The legacy of my family, friends, community, and school



There's an old adage that "sometimes in life it just takes the influence of one person to see yourself in a completely different light." Although there are many influences in my life, one person stands out: my grandfather. Over the years, I have spent many hours listening to his words of wisdom, stories from "back-in-the-day", and ethical ways which have influenced me deeply. My grandfather always said that I was an "old soul" trapped in a young person's body. He said the empathy, warmth and understanding that I had towards others is something that could not be taught, but rather is buried deep in my soul. So, as you can imagine, when I was told that he had stage four pancreatic cancer, I was devastated. My grandfather passed away exactly 28 days after his diagnosis. I always heard the phrase that "you can will yourself to do anything", but I never thought it was true. He did, I watched him decline both mentally and physically everyday! My grandfather's passing made me realize that life can be taken away in a moment. He told me that we are only here for a short time, so we need to make the best choices, strive to meet our goals, and change the world one day at a time, all while doing it with a smile.

My family struggled for quite a while with my grandfather's loss; he was our patriarch, and his presence had a strong influence on us all. We are fortunate enough to be a strong and close-knit family, and that got us through this incredibly trying time in our lives. My mother and father also have taught me to be an ethical person, always do the right thing, and follow my instincts. My brother has a lot of the qualities my grandfather possessed. He has been attending Blinn for the past two years and will now be attending Texas A&M this fall. He has taken me under his wing since my grandfather's death, which has helped ease the pain. We have gone to numerous Aggie football and basketball games as well as a few shows with current A&M students over the last couple of years. Our time together in College Station has brought us even closer.

I have become a well-rounded and cultured person thanks to my family, friends, community, and school. I have a diverse group of friends that have taught me about their cultures, coping with learning disabilities, and self-awareness. My family has given me endless opportunities and unlimited boundaries to be the person I am and the person I want to become. My grandfather's legacy of his insatiable thirst for knowledge, strong-willed personality, and ethical beliefs will live on through me for generations to come.
Cindylaura236 - / 1  
Jul 28, 2018   #2
Hello @harden2001, i'm suggest to you for changes a sentences "............. to be the person I am and the person I want to become."
Because i think that is weird or will understanding about who's reading your essay.
And i think will be better essay if you changes with this sentences "to became the person who my pleasure". Thank you 😊
Holt  Educational Consultant - / 14,797 4780  
Jul 28, 2018   #3
Nicole, by the time I finished reading this essay, I had learned so much about your grandfather and his omnipresence in your life. I learned very little about you in the process. Sure your grandfather was a driving force and influence in your life. However, I am not interested in his life story. As the reviewer, I am more interested in getting to know who you are because of his influence. There is very little reference to that in this essay.

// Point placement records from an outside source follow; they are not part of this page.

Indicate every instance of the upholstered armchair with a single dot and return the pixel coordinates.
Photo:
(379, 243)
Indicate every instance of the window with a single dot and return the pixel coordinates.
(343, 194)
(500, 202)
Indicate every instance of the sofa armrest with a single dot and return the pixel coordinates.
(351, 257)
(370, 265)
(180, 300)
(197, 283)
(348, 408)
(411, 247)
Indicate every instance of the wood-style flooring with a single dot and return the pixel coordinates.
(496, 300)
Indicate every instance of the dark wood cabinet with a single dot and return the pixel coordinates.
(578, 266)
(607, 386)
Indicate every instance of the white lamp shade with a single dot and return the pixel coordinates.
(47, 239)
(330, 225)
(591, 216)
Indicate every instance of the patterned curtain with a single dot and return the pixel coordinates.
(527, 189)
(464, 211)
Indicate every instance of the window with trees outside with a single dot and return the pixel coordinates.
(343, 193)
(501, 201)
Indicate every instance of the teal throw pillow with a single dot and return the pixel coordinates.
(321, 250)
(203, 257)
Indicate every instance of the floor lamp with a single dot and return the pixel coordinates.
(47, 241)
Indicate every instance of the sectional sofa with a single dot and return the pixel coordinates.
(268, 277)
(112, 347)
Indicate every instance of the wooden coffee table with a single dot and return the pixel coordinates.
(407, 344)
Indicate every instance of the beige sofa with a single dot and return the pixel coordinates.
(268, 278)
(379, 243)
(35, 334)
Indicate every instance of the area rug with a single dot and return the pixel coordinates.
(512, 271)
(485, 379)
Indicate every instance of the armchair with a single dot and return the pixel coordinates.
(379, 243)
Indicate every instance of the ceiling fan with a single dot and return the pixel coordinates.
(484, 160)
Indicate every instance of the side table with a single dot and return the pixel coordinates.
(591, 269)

You could revise the content of the essay to first, discuss who you are today. What would make you say that the person you are today is the result of the influence of your family, friends, community, and school? Actually, based on the prompt requirement, you can choose only one of these aspects to discuss. I believe that focusing on the true influencing factor in your development would help you write an essay that truly focuses on you as a person and how you came to be. If this means focusing on the influence of your grandfather, then so be it. Just make sure to discuss YOU instead of HIM instead since YOU are the focus of this essay.